"You know, having someone who can play multiple positions, it makes you more valuable," said Levitre, who can play guard or tackle. "So I see that as an attribute for myself and hopefully that can attract teams that are interested in me."
Levitre is working in a number of different positions at the Combine. He started every game in his college career at right or left tackle, but is showing his ability to play other positions on the offensive line. He has yet to take a snap as a center, but has practiced there and wants to show he is able.
"I've never played a snapper in a game, but I've taken some snaps in the offseason. You know, I feel pretty good snapping the ball. I just haven't had a good chance to show coaches or scouts or anything like that," he said.
OL Andy Levitre
"The most important thing for me this week is to show my athleticism and my hard work and dedication," he said.
He has met with many NFL teams this offseason but doesn't feel pressure to show them who he is and what he brings to the table. He is confident they will see for themselves what he offers.
"I think they will catch on and realize that I am a well rounded person, a good person on the team, a good person on and off the field," he said.
"You know, the film doesn't lie and they will see that on film. As soon as they get to know me they will realize I am probably someone worth investing in."
While attending Oregon State may not have awarded him the most attention, he chose the school over other programs that recruited him such as LSU, Arizona and Fresno State. He earned a degree in finance and is finishing one in sociology.
A California native who grew up in a small town, he was attracted to that same small-town feel that Corvallis, Ore., offered him.
"I got a great education and a great experience with football. I don't regret choosing [Oregon State] at all," he said.
It's not as though he slipped under the Chargers radar. As SDBoltReport.com reported in this article back in November, the Chargers sent a scout to at least four Oregon State games last season.
Part of the great experience Levitre had as a Beaver was with Coach Mike Riley, who was the head coach of the Chargers from 1997-1998. Riley prepared Levitre to play and succeed at the next level.
"We have a lot in [the offensive system] so we can run a bunch of different things in a game, but you know it's a pro-style offense. [Riley's] offense definitely prepares you for the next level," Levitre said.
Levitre is looking to make a name for himself and establish his own identity. He doesn't look up to any particular players in the NFL but hopes to be a player who people can look up to.
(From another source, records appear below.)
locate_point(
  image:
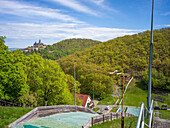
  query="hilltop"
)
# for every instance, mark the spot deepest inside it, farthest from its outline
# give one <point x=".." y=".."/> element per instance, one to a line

"I don't want to be another somebody else, I just want to have my own identity."
The Bolts have three offensive linemen who are set to become unrestricted free agents: OG Mike Goff, OG Kynan Forney and C Jeremy Newberry. Levitre could be the player the Chargers choose to replenish their depth.
Levitre is projected to be drafted in the third round and hopes that teams will see he is a hard worker and will bring his own unique qualities to the team that drafts him.
"I am a great person to be around off and on the field, someone that will stay out of trouble, be a great player, one that they are going to get their money's worth out of. I just hope that they can see that in me when they interview me," he said.
The interview with the Chargers is already done. He will learn how he did on April 25.